As indicated above, Shariah-compliant financing is nomenclature describing the contemporary Islamic legal, normative, and communal response to the demands of modern day finance and commerce. Shariah-adherent Muslims desire to maintain their commitment to the normative demands of Shariah. At the same time, they wish to participate in the benefits and opportunities afforded by investment in international and Western financial and commercial structures that are neither Shariah-centric nor Shariah-compliant, at least according to the overwhelming majority of Shariah authorities called upon in their institutional or personal roles to pass judgment.
In many instances, both related and unrelated to SCF, transactional lawyers are required by the parties to a transaction to opine on the transaction’s compliance with existing law and the enforceability of the underlying agreements in a court of law or, in some cases, before an arbitrator. These legal opinions serve the purpose of assuring the parties to the transaction that there are no hidden issues that might create obstacles to enforcement. In addition, although not necessarily part of a formal legal opinion, lawyers are required by the ethics of professional responsibility to investigate compliance, disclosure, and due diligence issues in order to understand their client’s legal exposure when a new and innovative approach to existing financial or commercial transactions is contemplated. Lawyers and accountants themselves have direct exposure for documents submitted by a client to the Securities and Exchange Commission (“SEC”) under several laws, the most recent and well-known example of which is the Sarbanes-Oxley Act of 2002.
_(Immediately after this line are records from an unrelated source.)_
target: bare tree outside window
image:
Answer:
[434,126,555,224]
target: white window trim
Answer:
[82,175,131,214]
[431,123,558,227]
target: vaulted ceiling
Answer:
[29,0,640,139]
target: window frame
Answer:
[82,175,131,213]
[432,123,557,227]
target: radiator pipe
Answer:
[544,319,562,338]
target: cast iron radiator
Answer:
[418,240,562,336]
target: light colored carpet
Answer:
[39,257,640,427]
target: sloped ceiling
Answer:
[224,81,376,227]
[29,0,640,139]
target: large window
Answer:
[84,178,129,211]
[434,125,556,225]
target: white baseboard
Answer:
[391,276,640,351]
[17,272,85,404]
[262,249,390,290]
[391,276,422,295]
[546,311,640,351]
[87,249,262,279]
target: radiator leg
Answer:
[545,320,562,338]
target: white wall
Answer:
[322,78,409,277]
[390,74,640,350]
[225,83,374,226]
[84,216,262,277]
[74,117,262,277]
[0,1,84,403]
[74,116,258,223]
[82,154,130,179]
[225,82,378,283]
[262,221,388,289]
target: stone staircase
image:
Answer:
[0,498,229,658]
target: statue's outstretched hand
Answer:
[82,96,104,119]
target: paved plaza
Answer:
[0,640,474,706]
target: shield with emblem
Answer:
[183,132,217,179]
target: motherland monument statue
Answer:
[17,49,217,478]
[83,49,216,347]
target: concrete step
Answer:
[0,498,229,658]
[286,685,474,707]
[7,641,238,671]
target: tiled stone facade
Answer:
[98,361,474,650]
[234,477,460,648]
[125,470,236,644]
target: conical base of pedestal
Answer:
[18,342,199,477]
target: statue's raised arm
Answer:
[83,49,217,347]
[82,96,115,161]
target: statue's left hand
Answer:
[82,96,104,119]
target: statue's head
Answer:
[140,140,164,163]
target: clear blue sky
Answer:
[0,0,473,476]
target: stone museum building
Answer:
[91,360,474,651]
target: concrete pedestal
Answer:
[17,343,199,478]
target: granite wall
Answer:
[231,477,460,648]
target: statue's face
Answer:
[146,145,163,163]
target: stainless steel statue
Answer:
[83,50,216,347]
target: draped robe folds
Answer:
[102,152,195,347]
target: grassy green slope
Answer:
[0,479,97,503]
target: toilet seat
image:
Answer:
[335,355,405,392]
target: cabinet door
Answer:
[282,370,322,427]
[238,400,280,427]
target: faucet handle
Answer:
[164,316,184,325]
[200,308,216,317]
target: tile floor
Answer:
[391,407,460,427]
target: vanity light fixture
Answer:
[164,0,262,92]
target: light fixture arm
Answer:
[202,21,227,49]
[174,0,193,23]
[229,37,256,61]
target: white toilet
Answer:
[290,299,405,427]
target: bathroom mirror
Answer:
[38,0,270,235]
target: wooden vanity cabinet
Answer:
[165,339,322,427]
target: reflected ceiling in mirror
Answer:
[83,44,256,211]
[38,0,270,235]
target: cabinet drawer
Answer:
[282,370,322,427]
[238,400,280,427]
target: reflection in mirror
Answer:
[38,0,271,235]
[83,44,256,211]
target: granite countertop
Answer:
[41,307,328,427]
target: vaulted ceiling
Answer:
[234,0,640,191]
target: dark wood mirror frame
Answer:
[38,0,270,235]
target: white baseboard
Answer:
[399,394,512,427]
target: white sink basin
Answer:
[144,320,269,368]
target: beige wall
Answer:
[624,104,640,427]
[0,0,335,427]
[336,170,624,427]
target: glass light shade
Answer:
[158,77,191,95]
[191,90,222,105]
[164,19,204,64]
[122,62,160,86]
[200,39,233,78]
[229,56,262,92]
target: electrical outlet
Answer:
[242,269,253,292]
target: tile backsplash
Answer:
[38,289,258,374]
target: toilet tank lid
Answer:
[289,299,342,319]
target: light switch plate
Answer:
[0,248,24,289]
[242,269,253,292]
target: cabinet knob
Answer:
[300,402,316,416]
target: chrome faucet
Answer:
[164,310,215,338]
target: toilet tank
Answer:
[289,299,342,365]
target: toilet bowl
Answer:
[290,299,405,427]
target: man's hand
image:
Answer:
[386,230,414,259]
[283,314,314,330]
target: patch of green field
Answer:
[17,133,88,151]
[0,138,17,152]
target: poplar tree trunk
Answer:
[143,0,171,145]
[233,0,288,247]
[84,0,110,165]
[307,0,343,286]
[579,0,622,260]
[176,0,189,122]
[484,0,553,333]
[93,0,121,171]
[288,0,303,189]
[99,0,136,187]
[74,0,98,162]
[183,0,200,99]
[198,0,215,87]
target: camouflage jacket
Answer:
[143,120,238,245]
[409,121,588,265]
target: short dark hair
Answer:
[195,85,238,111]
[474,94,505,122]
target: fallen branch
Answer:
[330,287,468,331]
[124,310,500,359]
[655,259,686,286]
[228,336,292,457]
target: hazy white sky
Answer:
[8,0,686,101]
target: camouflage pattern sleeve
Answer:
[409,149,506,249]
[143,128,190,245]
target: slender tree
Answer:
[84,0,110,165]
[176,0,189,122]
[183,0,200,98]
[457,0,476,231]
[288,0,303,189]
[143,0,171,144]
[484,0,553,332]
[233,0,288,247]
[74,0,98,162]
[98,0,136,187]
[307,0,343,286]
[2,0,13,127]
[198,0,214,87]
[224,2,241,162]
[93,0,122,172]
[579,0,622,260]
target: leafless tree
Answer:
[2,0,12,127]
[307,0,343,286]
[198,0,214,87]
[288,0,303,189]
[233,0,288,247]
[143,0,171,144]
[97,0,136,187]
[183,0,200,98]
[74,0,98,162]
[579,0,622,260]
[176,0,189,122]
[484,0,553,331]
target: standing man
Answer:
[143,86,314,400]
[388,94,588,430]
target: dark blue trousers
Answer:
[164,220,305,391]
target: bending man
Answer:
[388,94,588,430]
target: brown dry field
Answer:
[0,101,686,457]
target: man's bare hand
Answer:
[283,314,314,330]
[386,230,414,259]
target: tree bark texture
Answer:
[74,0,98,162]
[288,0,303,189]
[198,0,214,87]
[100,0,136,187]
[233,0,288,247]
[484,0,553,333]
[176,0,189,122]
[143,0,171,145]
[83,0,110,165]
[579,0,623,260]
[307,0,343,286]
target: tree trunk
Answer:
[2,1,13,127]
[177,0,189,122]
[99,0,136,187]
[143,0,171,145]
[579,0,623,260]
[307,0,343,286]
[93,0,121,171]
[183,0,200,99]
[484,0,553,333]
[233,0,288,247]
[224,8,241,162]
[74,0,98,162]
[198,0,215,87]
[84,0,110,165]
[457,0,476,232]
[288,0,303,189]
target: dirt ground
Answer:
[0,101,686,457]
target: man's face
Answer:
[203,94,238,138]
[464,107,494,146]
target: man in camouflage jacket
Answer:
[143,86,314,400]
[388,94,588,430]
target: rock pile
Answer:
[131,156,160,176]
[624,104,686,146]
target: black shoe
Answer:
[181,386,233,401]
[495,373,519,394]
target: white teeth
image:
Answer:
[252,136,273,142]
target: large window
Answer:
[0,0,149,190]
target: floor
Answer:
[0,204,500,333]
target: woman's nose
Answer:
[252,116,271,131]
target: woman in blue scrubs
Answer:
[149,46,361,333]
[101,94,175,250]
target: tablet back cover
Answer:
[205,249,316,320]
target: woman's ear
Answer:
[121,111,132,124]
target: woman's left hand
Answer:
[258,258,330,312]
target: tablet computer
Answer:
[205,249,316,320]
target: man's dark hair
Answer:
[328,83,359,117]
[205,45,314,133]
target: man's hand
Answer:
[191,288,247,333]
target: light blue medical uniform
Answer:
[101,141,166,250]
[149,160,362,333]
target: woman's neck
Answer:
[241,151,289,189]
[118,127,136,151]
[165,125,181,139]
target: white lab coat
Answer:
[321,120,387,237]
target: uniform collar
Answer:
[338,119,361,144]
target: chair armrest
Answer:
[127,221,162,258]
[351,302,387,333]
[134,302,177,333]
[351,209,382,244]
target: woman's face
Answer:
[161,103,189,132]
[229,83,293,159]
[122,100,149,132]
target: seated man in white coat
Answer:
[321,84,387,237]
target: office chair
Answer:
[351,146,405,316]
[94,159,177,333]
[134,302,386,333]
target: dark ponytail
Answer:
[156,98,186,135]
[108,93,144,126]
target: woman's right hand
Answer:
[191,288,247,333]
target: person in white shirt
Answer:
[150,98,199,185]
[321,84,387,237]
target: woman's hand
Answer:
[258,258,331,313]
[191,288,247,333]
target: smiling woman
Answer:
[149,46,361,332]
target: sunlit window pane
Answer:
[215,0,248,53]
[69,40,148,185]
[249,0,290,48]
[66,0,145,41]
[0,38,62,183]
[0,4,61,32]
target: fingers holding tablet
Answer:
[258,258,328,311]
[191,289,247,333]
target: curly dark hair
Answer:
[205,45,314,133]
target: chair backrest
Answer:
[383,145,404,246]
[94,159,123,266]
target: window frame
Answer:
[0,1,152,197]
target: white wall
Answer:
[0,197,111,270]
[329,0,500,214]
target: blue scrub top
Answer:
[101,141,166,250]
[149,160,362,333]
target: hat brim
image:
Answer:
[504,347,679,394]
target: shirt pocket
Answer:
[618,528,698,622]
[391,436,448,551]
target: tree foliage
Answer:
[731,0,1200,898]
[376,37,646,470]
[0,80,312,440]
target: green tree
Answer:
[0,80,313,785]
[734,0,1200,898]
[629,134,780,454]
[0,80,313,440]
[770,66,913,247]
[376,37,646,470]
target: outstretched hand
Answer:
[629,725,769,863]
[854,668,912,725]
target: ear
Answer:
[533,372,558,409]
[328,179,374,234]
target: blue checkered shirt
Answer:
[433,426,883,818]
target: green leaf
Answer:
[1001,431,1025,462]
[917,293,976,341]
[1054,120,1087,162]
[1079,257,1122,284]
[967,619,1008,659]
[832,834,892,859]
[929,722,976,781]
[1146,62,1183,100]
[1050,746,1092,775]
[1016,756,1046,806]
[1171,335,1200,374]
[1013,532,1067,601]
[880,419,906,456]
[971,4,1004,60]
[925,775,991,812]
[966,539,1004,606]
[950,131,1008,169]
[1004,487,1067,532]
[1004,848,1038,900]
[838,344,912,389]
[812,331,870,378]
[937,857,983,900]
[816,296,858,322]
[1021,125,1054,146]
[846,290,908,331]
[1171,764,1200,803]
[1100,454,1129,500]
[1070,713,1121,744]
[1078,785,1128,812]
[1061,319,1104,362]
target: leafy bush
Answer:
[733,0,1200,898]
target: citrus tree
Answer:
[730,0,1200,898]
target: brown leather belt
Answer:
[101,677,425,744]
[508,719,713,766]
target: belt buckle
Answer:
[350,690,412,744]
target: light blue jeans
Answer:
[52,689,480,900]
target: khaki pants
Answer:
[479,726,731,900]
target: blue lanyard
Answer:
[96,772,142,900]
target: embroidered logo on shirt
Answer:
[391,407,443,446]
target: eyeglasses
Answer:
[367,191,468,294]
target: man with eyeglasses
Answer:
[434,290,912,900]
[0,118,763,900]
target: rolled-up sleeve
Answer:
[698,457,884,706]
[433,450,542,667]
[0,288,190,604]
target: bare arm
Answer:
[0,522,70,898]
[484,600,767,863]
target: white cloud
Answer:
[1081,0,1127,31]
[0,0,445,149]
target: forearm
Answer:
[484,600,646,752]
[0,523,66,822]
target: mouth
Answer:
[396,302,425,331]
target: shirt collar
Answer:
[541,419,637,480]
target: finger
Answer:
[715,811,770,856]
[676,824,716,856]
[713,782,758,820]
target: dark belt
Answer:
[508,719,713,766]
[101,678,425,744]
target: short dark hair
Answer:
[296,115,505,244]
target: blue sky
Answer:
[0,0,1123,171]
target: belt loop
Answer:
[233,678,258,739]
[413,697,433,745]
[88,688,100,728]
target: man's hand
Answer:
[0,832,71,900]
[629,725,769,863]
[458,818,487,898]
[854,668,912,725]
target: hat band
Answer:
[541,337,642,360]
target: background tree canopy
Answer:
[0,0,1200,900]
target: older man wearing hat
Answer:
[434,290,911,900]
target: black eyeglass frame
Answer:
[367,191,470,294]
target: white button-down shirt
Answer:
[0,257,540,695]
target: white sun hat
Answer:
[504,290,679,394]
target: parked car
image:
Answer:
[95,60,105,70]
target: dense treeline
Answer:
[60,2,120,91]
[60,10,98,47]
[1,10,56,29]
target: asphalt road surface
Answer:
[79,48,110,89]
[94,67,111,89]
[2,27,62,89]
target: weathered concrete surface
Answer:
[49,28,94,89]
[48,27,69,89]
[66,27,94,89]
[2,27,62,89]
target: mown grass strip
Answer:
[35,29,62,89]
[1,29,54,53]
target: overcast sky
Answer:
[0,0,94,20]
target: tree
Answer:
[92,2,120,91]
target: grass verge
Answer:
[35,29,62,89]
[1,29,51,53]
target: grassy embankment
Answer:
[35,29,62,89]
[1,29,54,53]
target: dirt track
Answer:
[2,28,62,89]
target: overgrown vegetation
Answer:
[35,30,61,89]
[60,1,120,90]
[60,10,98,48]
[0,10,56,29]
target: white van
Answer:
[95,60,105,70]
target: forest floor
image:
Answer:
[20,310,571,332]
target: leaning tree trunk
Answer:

A fundamental predicate of a lawyer’s opinion and indeed the confidence of the parties to engage in large complex financial deals is the knowledge that the basic transactional building blocks of the deal are well-known, predictable, and do not pose any significant risk that a court will refuse to enforce them as intended by the parties. In simple terms, this means that the deal is structured in a way that has certainty, consistency, predictability, and transparency (what shall be referred to hereinafter simply as “Transparency”).
The problems legal counsel face when attempting to analyze a specific SCF transaction and to opine on compliance and enforceability issues are often directly related to the Shariah “black box” phenomenon. Attorneys, accountants, and financial advisors who wish to structure a transaction to be Shariah-compliant do so by treating Shariah precisely as Shariah demands by its own terms. For the Shariah faithful, Shariah is first and foremost the divine and perfect will of the ultimate lawgiver and necessarily there are strictures and obligations imposed on its adherents which are not subject to reasoned critique or discourse. As to the part of Shariah open to human analysis, it is reserved for Shariah authorities who cannot be challenged except by other equally authoritative Shariah authorities. Further, because Shariah is understood as divine and the Shariah authorities are considered the trustees of its authority, integrity, and interpretation, the application of Shariah’s well-established and ancient doctrines to the quite modern practice of SCF necessarily lacks Transparency.
The inability of Shariah as a jurisprudence and positive law to provide Transparency is systemic. Any legal or normative system which is not articulated and enforced within a political structure of codified laws, procedures, courts, binding legal opinions providing precedence, and effective enforcement mechanisms will, by definition, lack Transparency. Shariah is at its essential core by its own terms a divinely ordained law which can never be subordinated to a secular political, legal, or regulatory system. SCF is an attempt by the participants – financiers, businessmen, facilitators, and Shariah authorities – to fit the divine law within a modern secular political, legal, and financial system. But should a secular court or legislature attempt to codify Shariah’s precepts as they apply to SCF in an effort to establish Transparency, aside from the constitutional issues this would raise in the U.S., it would fail its fundamental purpose because Shariah cannot be rendered subservient to secular law.
In stark contrast, domestic finance and commerce in the U.S., and indeed international financial transactions, are based upon Western legal financial structures which provide Transparency. It is Transparency which renders a complex transaction quite manageable and viable. When the parties to a transaction and the professionals facilitating it know that a given transaction format has been used before successfully after being stress tested and enforced in many forums under various circumstances, the risks of the deal are then limited to the specific business terms and market conditions rather than the formalities of the documents and their enforcement. In these transactions, the lawyer can opine safely and with confidence because he knows the rules of the game and knows they are not subject to fiat or challenge.
This is not the case when a lawyer confronts a high-stakes, complex SCF transaction. In order to render a legal opinion that will satisfy the parties and necessary third-parties such as a rating agency for a bond securitization, a whole host of issues arise that cannot be rationally addressed for at least two reasons: One, certain transaction restrictions applicable to SCF are considered divine and unalterable. Two, those aspects of a transaction subject to human reason are not subject to any human reason, but to the reason of a Shariah authority. For example, interest income is understood by most Shariah authorities today to be forbidden. The result has been that SCF utilizes all sorts of Shariah-compliant transactional structures to convert the exact same income stream (including its variability by pegging it to an index such as the LIBOR) from interest to something else, such as lease payments. In legal parlance, this is the application of “form over substance”.